People are always shocked by a celebrity's actions. Why do people get famous and drive cars into pools? Why do celebrities think they can do whatever they want? Fame makes a lot of people think they are untouchable. Look at this guy! Got famous being the only man to ever eat SUBS and lose weight, thought he could get away with the most heinous stuff imaginable. He had no talent, wasn't a good looking person, and YET, fame came HIS way and boom. Touching kids, and not only that, having conversations with people about how much he liked to do it AND conversations with a mother about her own kids! Fame just makes people think they can do whatever they want.

'I'm in a band. I'm going to smash this.'

'Nice. I fell out of some big pants on television. I'm about to Freddy Krueger some kids but in real life.'

'Hey, you earned it. It is YOUR face on that bus.'

If Jared thought he had talent, he just found out that he does not. I mean, we defend TALENTED people against big accusations. Michael was ACCUSED of touching kids, people defended it. Woody Allen as well. Michael's talents are completely incomparable. Woody's career is unbelievable. Jared? Jared ate subs for money. NO ONE is coming to his aid. 

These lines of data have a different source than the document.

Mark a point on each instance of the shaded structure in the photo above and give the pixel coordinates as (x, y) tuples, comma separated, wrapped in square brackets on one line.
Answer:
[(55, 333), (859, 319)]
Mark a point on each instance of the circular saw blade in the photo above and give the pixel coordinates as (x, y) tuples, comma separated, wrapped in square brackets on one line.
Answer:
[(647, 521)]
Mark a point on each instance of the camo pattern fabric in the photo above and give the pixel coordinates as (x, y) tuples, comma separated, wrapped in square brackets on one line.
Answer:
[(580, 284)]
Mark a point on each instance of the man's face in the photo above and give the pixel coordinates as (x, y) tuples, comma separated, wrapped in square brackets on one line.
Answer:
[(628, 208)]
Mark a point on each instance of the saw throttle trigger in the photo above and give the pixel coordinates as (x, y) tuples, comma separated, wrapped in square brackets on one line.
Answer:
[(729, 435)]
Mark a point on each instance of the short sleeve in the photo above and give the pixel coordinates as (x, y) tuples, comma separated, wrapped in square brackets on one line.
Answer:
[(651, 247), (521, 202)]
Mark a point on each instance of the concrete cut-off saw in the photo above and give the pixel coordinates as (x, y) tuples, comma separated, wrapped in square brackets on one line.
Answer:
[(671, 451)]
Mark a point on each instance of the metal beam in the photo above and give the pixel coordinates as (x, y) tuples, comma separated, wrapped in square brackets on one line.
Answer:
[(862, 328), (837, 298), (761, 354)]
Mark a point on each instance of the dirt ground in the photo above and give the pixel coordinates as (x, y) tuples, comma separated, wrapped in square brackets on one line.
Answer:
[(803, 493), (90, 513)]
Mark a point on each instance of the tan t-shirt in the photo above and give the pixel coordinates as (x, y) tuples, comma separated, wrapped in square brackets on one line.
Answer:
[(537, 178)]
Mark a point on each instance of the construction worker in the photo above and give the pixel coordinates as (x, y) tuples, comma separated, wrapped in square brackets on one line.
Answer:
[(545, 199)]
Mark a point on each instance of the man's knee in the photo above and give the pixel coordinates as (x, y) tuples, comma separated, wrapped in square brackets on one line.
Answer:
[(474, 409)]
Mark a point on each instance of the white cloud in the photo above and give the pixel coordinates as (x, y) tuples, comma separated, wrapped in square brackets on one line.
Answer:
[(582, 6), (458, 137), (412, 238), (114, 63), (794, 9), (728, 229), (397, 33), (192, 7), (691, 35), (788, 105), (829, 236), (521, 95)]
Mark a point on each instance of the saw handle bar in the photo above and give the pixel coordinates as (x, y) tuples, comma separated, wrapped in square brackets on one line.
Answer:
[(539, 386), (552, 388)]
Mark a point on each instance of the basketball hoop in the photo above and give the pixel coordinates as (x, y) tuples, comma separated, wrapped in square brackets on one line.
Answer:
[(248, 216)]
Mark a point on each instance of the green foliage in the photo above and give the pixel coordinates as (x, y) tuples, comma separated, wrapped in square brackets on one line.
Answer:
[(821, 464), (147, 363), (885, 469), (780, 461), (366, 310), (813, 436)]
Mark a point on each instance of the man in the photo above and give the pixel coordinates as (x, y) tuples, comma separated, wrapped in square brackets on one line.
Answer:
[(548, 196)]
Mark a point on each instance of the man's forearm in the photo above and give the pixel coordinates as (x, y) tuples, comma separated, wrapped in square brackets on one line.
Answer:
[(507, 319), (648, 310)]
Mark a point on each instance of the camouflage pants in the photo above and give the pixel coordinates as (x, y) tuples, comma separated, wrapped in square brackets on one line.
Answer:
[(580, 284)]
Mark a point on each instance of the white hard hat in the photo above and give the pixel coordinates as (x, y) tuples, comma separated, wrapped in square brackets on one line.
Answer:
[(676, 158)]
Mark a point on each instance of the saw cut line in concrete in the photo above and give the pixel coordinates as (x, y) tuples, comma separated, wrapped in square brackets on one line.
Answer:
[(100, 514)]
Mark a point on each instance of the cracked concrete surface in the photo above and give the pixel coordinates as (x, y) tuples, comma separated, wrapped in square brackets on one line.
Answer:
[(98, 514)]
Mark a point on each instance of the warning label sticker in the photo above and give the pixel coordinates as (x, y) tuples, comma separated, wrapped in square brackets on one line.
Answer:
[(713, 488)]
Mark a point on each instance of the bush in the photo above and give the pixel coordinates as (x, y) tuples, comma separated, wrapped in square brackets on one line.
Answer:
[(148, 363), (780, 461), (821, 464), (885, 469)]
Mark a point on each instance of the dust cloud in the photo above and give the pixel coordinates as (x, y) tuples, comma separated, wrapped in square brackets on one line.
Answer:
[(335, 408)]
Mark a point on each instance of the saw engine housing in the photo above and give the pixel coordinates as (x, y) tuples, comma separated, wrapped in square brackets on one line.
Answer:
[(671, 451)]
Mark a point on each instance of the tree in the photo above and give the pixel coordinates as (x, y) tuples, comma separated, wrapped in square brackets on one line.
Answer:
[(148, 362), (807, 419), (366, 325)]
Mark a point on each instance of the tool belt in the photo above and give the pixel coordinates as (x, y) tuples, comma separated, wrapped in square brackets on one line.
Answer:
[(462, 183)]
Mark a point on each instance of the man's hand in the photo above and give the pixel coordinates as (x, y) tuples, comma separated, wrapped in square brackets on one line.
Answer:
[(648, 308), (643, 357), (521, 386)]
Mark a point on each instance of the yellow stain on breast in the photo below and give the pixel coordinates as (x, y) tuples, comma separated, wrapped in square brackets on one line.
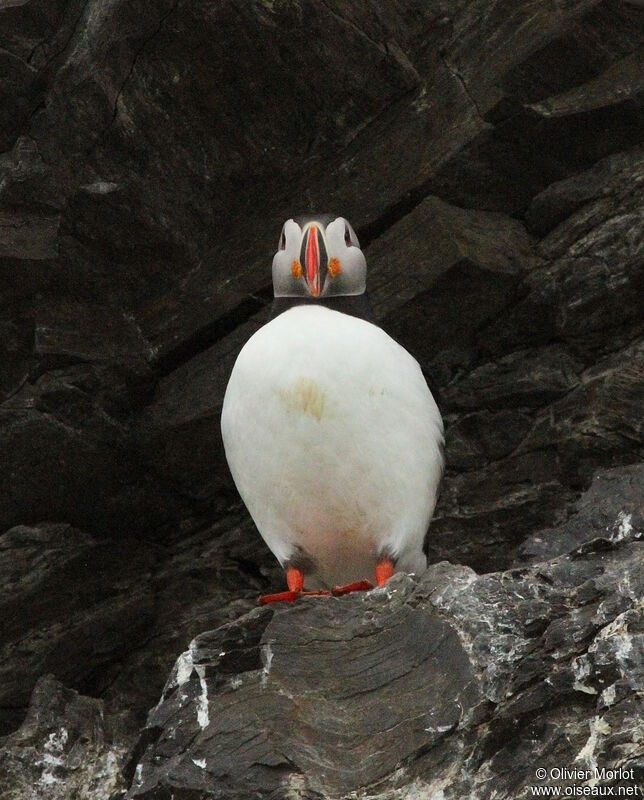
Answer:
[(304, 396)]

'I don't know. I just think he was the best sub eater on the planet. I mean, the guy could REALLY hold up a pair of big jeans that he used to wear. I'm team Jared all the way. Never be another like him.'

Jared hit the fitness lottery. No workout routine. No informercials selling products that shrink your abs and grow your biceps while you shower. 'Shower your way to a six pack!' No discernible talent or even a larger than life personality. Just a weight loss story that made him famous. It's a much different story now.